A enucleação é geralmente feita por um especialista denominado cirurgião reconstrutivo e plástico oftálmico. Esses profissionais fazem rigorosos treinamentos na área, como os aplicados pela American Society of Ophtalmic Plastic and Reconstructive Surgery (Sociedade Americana da Cirurgia Reconstrutiva e Oftálmica Plástica, em tradução livre)

Enucleação e evisceração

Não se deve confundir a enucleação com um procedimento similar conhecido como "evisceração" ocular. A primeira é a completa remoção do olho, enquanto na segunda mantém-se os músculos e a parte branca dos olhos. O tipo de cirurgia empregado depende das necessidades do paciente.

A cirurgia

Dependendo do paciente, a cirurgia poderá ocorrer em âmbito ambulatorial ou em um hospital e, para realizá-la, é necessária uma anestesia geral. Pacientes jovens e saudáveis frequentemente a fazem ambulatorialmente, mas alguns outros precisam permanecer no hospital após a operação. O cirurgião preenche o local do olho com um implante de borracha ou polietileno que é unido aos músculos oculares.

Sobre o pós-operatório

Algumas complicações, como hemorragias e infecções, são fatores de preocupação e poderão ocorrer após a cirurgia. Sangramentos excessivos ocorrem majoritariamente em pacientes que tomam anticoagulantes ou sofrem de hemofilia ou um mal semelhante.
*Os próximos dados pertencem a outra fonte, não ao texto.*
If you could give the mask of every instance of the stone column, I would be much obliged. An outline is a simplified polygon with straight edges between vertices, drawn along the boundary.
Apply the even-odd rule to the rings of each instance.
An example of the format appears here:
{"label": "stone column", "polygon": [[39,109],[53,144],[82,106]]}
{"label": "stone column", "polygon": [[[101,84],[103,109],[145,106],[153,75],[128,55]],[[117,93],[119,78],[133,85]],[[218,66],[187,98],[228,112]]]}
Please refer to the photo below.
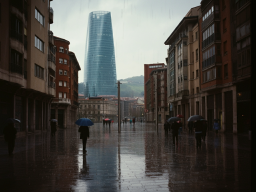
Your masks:
{"label": "stone column", "polygon": [[233,98],[233,133],[238,133],[238,112],[236,109],[236,86],[232,86],[232,92]]}

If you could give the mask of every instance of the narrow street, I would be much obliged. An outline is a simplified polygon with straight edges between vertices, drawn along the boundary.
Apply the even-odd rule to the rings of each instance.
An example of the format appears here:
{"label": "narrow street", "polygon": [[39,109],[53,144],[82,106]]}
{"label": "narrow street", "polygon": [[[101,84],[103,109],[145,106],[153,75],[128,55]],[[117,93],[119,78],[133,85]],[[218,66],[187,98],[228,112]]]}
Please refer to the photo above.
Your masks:
{"label": "narrow street", "polygon": [[[12,156],[0,138],[2,192],[249,192],[248,135],[207,133],[201,149],[194,134],[164,137],[153,124],[90,128],[86,154],[78,126],[20,136]],[[2,189],[4,189],[4,190]]]}

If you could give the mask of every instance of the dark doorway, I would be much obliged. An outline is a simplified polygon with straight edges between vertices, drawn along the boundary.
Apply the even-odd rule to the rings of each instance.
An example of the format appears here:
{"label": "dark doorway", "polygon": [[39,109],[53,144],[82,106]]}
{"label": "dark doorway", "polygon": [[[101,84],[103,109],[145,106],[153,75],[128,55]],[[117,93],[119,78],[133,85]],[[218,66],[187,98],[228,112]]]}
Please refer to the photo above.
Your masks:
{"label": "dark doorway", "polygon": [[233,132],[233,96],[230,90],[225,94],[225,131]]}
{"label": "dark doorway", "polygon": [[64,110],[58,110],[58,126],[60,128],[63,128]]}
Eles são tratados com analgésicos, pois outros procedimentos não são considerados eficazes. Para se controlar as infecções, utilizam-se antibióticos. Logo após a operação, os pacientes aplicam colírios com antibióticos e esteroides duas vezes ao dia durante um mês. Isso ajuda a evitar futuras infecções e acelera a regeneração. Algumas semanas após a cirurgia, alguns pacientes poderão obter uma prótese personalizada de um olho prostético, feito por um profissional especializado denominado "ocularista". Este último pinta a prótese para combinar com o olho remanescente do paciente, que, com frequência, afirma que as outras pessoas nem percebem que ele tem um olho artificial. Embora os pacientes possam retornar às suas vidas normais, terão de fazer exames regulares com especialistas de olhos pelo resto de suas vidas.